И я открыто полетел к деревушке. Стронг-дозорный с площадки на углу частокола строго окликнул меня, наложив длинную пернатую стрелу на жильную тетиву лука. Но когда я подлетел к нему, он приветливо ухмыльнулся и молвил, опустив оружие:

— Я узнал тебя, фокусник. Здорово ты нас тогда позабавил!

— А ты не обознался, дозорный? —  трепетно спросил я.

— Да ты и шутник, к тому же! —  хохотнул он. —  Я бы тебя из сотни узнал, хоть ты и без глаза нынче. Кстати, Орбан, где ты его потерял?

— Долгая и скучная история… — обреченно промямлил я. — Не в настроении рассказывать. Сейчас я и не замечаю, что двуглазый, вижу так же хорошо, как и раньше.

— Ну уж это ты, верно, привираешь. Старик Зурмис в детстве еще потерял средний глаз, так до сих пор не оправился: видит плоховато и некоторые цвета не различает, — сказал говорливый дозорный. — Да ты, Орбан, становись сюда, на смотровую площадку, а то устал, наверное, крыльями махать.

— Да, устал, — признался я, опускаясь на бревенчатый настил рядом со стронгом. — Мне надо поговорить с вождем. Он живет там же?

— Там же, в большом доме у западной стены. Только его дочери там нет, — добавил он, хитро на меня поглядывая, — так что лети на плантацию, она мерты собирает. Повезло Кризуне! Мы-то думали, что ты не вернешься, бывали у нас уже такие залетные…

Дозорный продолжал болтать, но я уже не слышал его, сорвавшись с площадки и полетев прямиком к дому вождя. Я с ритуальными паузами постучал в крепкую дверь добротного сруба, и непроцеженный комковатый голос хозяина позволил мне войти. Вождя, статного пожилого стронга с благородной сивой чешуей и мелким орнаментом на широких перепонках крыльев, я узнал сразу. Одет он был по-домашнему — в застиранную и поблекшую иссиня-черную мантию.  Да, ложная память Орбана не такая уж и лживая!

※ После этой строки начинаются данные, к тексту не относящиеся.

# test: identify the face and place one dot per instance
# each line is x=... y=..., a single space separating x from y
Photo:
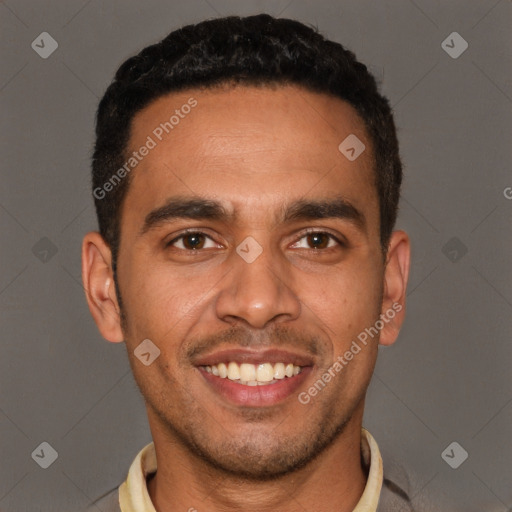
x=250 y=245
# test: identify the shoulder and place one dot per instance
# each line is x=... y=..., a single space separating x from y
x=108 y=502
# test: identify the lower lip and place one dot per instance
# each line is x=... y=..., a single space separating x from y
x=254 y=396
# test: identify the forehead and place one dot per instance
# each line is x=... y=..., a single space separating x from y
x=249 y=143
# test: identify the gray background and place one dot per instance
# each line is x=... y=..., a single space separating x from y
x=448 y=376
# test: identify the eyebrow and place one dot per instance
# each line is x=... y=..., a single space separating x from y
x=198 y=208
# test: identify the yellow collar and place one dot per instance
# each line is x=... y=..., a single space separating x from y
x=134 y=496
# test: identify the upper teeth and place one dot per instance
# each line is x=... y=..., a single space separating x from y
x=253 y=374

— Приветствую тебя, друг Орбан! — радушно воскликнул вождь и, вскочив с мягкого ложа, лупанул меня хвостом по хвосту.

— Счастлив видеть тебя, великий… — молвил я, отвечая на приветствие крепким ударом.

— Не надо титулов, мы ведь свои, почти родственники… —  заквохтал он. — Кризуна мне все рассказала о вас, я ее отругал, даже выпорол публично, а ты вот — прилетел… Ну, теперь хорошо, теперь поженим вас. Что с тобой, Орбан, устал? Зачем же на пол? Вон, табуреты есть, они не кусаются! Хе-хе!

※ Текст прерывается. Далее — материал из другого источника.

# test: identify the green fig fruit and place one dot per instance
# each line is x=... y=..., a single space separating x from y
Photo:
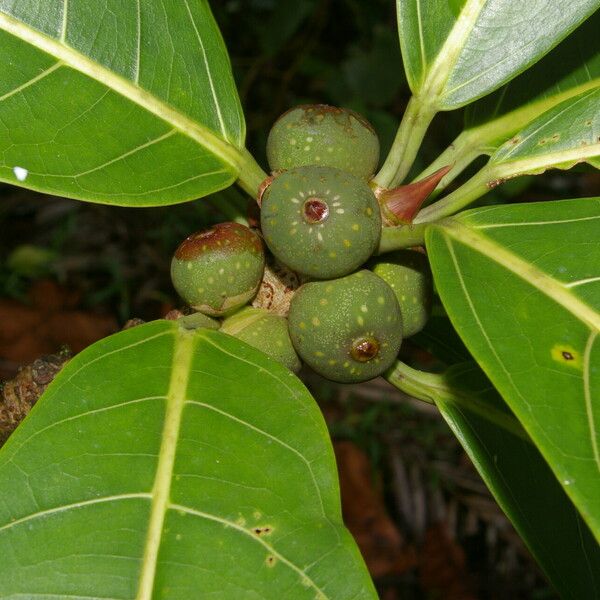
x=347 y=329
x=218 y=270
x=320 y=222
x=407 y=272
x=266 y=332
x=317 y=134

Я грузно оплыл на деревянный трехногий табурет и хрустко сдавил голову руками. «Как же ему объяснить, — лихорадочно думал я, — как же объяснить ему, что я не Орбан?..» И не докумекав ни до чего лучшего, я рассказал вождю всю мою историю, всю целиком. Я говорил до тех пор, пока раздвоенный язык не обессилел, раскиселившись во рту двуглавой пиявкой. Но я успел досказать все до конца и теперь ожидал решения вождя.

— Да… — задумчиво произнес тот. — Понять это, конечно, трудновато, но я вижу, что ты говоришь правду. Ты и впрямь не Орбан… Но как объяснить Кризуне? Она не поймет, не поверит!..

Вождь машинально отслонил от стены высокий, причудливо изрезанный посох с набалдашником и принялся гулко постукивать им по колену.

— А жаль, Евгений, жаль… — мечтательно вытянул он. — Обвенчали бы вас по закону нашего всеблагого Бога…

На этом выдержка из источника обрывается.